Sleep drugs may affect your risk of dementia

Many older adults who have trouble sleeping take medication to help them sleep.

But in two new studies, researchers found that certain groups of people who take sleep medication may be at a higher risk of developing dementia.

In the research, the team examined the link between sleep medication and risk of developing dementia.

One study examines the difference between people from white and African American backgrounds, the other compares men and women who take sleep medication.

In the first study by researchers at the University of California, San Francisco, participants aged 70 to 79 were asked to indicate how frequently they took sleep medications.

A total of 172 people reported taking sleep medication over five times a month. The team used medical records and memory and thinking assessments to determine whether participants developed dementia.

They then compared the results for people from different racial backgrounds, and different genders.

They found in people taking sleep meds 5-30 times a month, white people are at a 79% higher risk while black people were less at risk of developing dementia.

There was no increase in risk for people who took sleep medication less frequently.

When comparing men with women the researches did not see any difference.

The second study looked at the difference in the risk of Alzheimer’s disease in men and women over the age of 65 who did not have dementia at the beginning of the study.

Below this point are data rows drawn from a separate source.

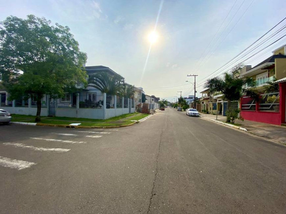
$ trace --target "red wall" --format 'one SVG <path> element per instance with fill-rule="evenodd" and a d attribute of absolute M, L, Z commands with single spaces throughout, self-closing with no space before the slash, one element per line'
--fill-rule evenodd
<path fill-rule="evenodd" d="M 281 125 L 280 112 L 241 111 L 240 115 L 244 119 L 274 125 Z"/>
<path fill-rule="evenodd" d="M 280 92 L 280 112 L 281 112 L 281 123 L 285 123 L 285 108 L 286 101 L 286 82 L 279 83 Z"/>

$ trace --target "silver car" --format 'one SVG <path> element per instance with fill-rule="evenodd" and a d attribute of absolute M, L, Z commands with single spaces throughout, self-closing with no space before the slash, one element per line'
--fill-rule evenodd
<path fill-rule="evenodd" d="M 9 124 L 11 118 L 10 113 L 4 109 L 0 109 L 0 123 Z"/>
<path fill-rule="evenodd" d="M 186 114 L 189 116 L 200 116 L 200 113 L 195 108 L 189 108 L 187 109 Z"/>

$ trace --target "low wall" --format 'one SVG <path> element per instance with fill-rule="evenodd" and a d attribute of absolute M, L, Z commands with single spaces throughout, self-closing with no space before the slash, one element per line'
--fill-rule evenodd
<path fill-rule="evenodd" d="M 36 116 L 37 114 L 37 107 L 1 107 L 0 108 L 6 110 L 11 114 L 23 114 Z M 41 116 L 47 116 L 49 115 L 47 108 L 42 108 Z"/>
<path fill-rule="evenodd" d="M 131 113 L 135 112 L 135 108 L 131 108 Z M 107 108 L 105 111 L 105 119 L 108 119 L 122 114 L 125 114 L 129 113 L 129 109 L 125 108 Z"/>
<path fill-rule="evenodd" d="M 37 107 L 0 107 L 0 108 L 8 111 L 11 114 L 36 116 L 37 113 Z M 131 113 L 135 112 L 135 108 L 132 108 Z M 103 112 L 104 110 L 102 108 L 56 108 L 56 116 L 59 117 L 104 119 Z M 129 113 L 129 109 L 128 108 L 108 108 L 106 109 L 105 111 L 105 119 Z M 47 108 L 42 108 L 41 116 L 47 116 L 48 115 L 48 109 Z"/>
<path fill-rule="evenodd" d="M 103 119 L 103 109 L 102 108 L 58 108 L 56 109 L 56 116 Z"/>
<path fill-rule="evenodd" d="M 281 114 L 280 112 L 241 111 L 240 115 L 247 120 L 281 125 Z"/>

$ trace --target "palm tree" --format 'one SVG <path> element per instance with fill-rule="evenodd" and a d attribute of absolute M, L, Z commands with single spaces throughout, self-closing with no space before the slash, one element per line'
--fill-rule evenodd
<path fill-rule="evenodd" d="M 250 77 L 240 78 L 240 71 L 242 65 L 238 64 L 233 67 L 229 72 L 225 72 L 223 77 L 216 77 L 209 79 L 205 85 L 205 88 L 210 89 L 210 92 L 214 93 L 221 92 L 224 95 L 224 99 L 227 101 L 228 109 L 232 108 L 231 101 L 238 100 L 242 95 L 243 85 L 254 85 L 254 81 Z M 247 90 L 245 90 L 246 92 Z M 230 121 L 230 118 L 227 118 L 227 121 Z"/>
<path fill-rule="evenodd" d="M 132 98 L 134 97 L 134 87 L 131 85 L 124 83 L 119 90 L 119 95 L 126 98 Z"/>
<path fill-rule="evenodd" d="M 102 72 L 90 76 L 87 86 L 93 87 L 103 93 L 116 95 L 124 84 L 124 79 L 120 75 L 111 75 Z"/>
<path fill-rule="evenodd" d="M 181 103 L 181 105 L 183 107 L 184 110 L 186 110 L 187 108 L 189 107 L 189 104 L 188 102 L 186 101 L 186 100 L 183 100 L 183 101 Z"/>
<path fill-rule="evenodd" d="M 180 107 L 182 107 L 182 103 L 183 102 L 184 100 L 184 98 L 183 98 L 182 97 L 180 97 L 178 99 L 178 104 L 179 104 L 179 106 L 180 106 Z"/>

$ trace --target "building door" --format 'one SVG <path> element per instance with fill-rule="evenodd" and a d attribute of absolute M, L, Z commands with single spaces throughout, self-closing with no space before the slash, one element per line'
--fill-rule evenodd
<path fill-rule="evenodd" d="M 49 114 L 51 116 L 56 115 L 56 101 L 55 99 L 50 99 L 50 112 Z"/>
<path fill-rule="evenodd" d="M 223 103 L 223 116 L 226 116 L 226 111 L 227 110 L 227 103 Z"/>

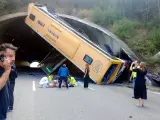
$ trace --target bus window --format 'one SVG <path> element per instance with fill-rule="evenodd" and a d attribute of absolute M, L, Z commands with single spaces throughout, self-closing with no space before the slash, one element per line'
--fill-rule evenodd
<path fill-rule="evenodd" d="M 110 79 L 110 77 L 114 73 L 116 67 L 117 67 L 117 64 L 112 64 L 110 66 L 110 68 L 107 70 L 106 74 L 103 77 L 102 83 L 107 83 L 107 81 Z"/>
<path fill-rule="evenodd" d="M 34 20 L 35 20 L 35 15 L 30 14 L 30 15 L 29 15 L 29 18 L 30 18 L 32 21 L 34 21 Z"/>
<path fill-rule="evenodd" d="M 84 58 L 83 58 L 83 60 L 84 60 L 86 63 L 88 63 L 89 65 L 91 65 L 92 62 L 93 62 L 93 59 L 92 59 L 91 57 L 89 57 L 88 55 L 85 55 Z"/>

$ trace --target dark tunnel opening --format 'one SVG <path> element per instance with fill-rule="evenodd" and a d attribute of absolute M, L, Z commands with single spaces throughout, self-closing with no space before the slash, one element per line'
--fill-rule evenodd
<path fill-rule="evenodd" d="M 2 27 L 3 32 L 1 33 L 0 42 L 12 43 L 18 47 L 18 51 L 16 53 L 16 65 L 19 72 L 29 74 L 45 74 L 41 68 L 31 68 L 30 64 L 34 61 L 41 62 L 54 48 L 36 32 L 29 28 L 24 23 L 24 20 L 25 16 L 5 21 L 5 25 Z M 1 25 L 2 24 L 3 22 Z M 56 56 L 56 54 L 60 53 L 54 49 L 53 54 Z M 70 61 L 67 60 L 65 63 L 67 64 L 71 75 L 82 76 L 82 72 Z M 57 72 L 58 71 L 55 70 L 53 74 L 57 74 Z"/>
<path fill-rule="evenodd" d="M 41 62 L 52 50 L 54 51 L 53 56 L 61 53 L 59 53 L 47 41 L 28 27 L 24 22 L 25 17 L 26 14 L 18 17 L 9 17 L 9 19 L 0 22 L 0 43 L 9 42 L 19 48 L 16 55 L 16 65 L 19 71 L 25 73 L 40 72 L 45 74 L 44 69 L 31 68 L 30 64 L 34 61 Z M 112 56 L 121 58 L 125 61 L 132 61 L 133 59 L 136 59 L 134 53 L 132 53 L 124 44 L 121 44 L 119 40 L 116 40 L 116 37 L 110 35 L 108 31 L 105 32 L 102 28 L 94 26 L 92 23 L 87 23 L 85 21 L 82 22 L 78 19 L 72 17 L 70 18 L 70 16 L 67 17 L 65 15 L 60 15 L 60 17 L 83 36 L 97 44 L 101 49 Z M 60 58 L 62 57 L 64 58 L 61 54 Z M 52 62 L 57 63 L 57 60 L 54 59 Z M 82 71 L 69 60 L 65 61 L 65 63 L 67 64 L 71 75 L 80 77 L 83 76 Z M 57 74 L 57 70 L 55 70 L 54 74 Z M 128 79 L 126 72 L 128 71 L 128 68 L 125 69 L 116 82 L 126 81 Z"/>

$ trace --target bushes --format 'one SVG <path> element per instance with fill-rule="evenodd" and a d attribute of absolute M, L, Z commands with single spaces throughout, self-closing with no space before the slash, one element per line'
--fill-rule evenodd
<path fill-rule="evenodd" d="M 160 51 L 160 28 L 153 28 L 150 31 L 149 40 L 152 41 L 157 51 Z"/>
<path fill-rule="evenodd" d="M 96 7 L 92 11 L 92 21 L 103 27 L 108 27 L 121 18 L 119 12 L 111 8 L 101 9 L 100 7 Z"/>
<path fill-rule="evenodd" d="M 135 35 L 137 27 L 137 22 L 123 18 L 114 24 L 113 32 L 121 39 L 128 39 Z"/>

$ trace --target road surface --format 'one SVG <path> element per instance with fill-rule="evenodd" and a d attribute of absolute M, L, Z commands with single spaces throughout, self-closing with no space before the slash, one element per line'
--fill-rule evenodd
<path fill-rule="evenodd" d="M 15 108 L 7 120 L 160 120 L 159 93 L 148 91 L 142 108 L 136 106 L 130 88 L 93 84 L 89 89 L 39 88 L 39 79 L 17 79 Z"/>

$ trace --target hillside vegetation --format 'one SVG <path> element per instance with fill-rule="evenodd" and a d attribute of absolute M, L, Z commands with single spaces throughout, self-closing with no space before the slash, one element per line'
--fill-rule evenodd
<path fill-rule="evenodd" d="M 87 18 L 116 34 L 154 70 L 159 70 L 159 0 L 34 0 L 57 12 Z M 26 7 L 30 0 L 0 0 L 0 11 Z M 155 69 L 157 68 L 157 69 Z M 160 71 L 159 71 L 160 72 Z"/>

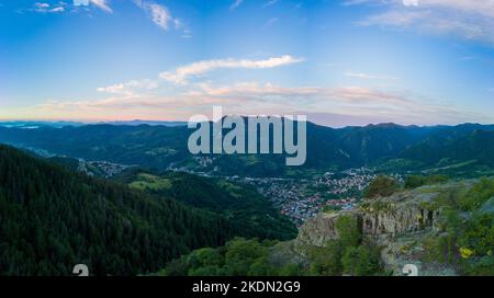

Participants were asked whether they took sleep medication and underwent screenings for dementia once every three years for 12 years.

The team found using sleep medication was linked to a high risk of developing dementia in men.

In women, the results depended on whether they experienced sleep disturbance.

Women who reported having disturbed sleep and took sleep medications were at four times greater risk.

By contrast, women who did not have disturbed sleep and used sleep medications had a reduced risk of developing Alzheimer’s.

The findings of the two studies show differences in the relationship between sleep medications and dementia in men and women and between racial groups.

It is important to explore how medications may affect different groups of people so that people receive treatments that are right for them.

The studies were presented at the Alzheimer’s Association International Conference 2019.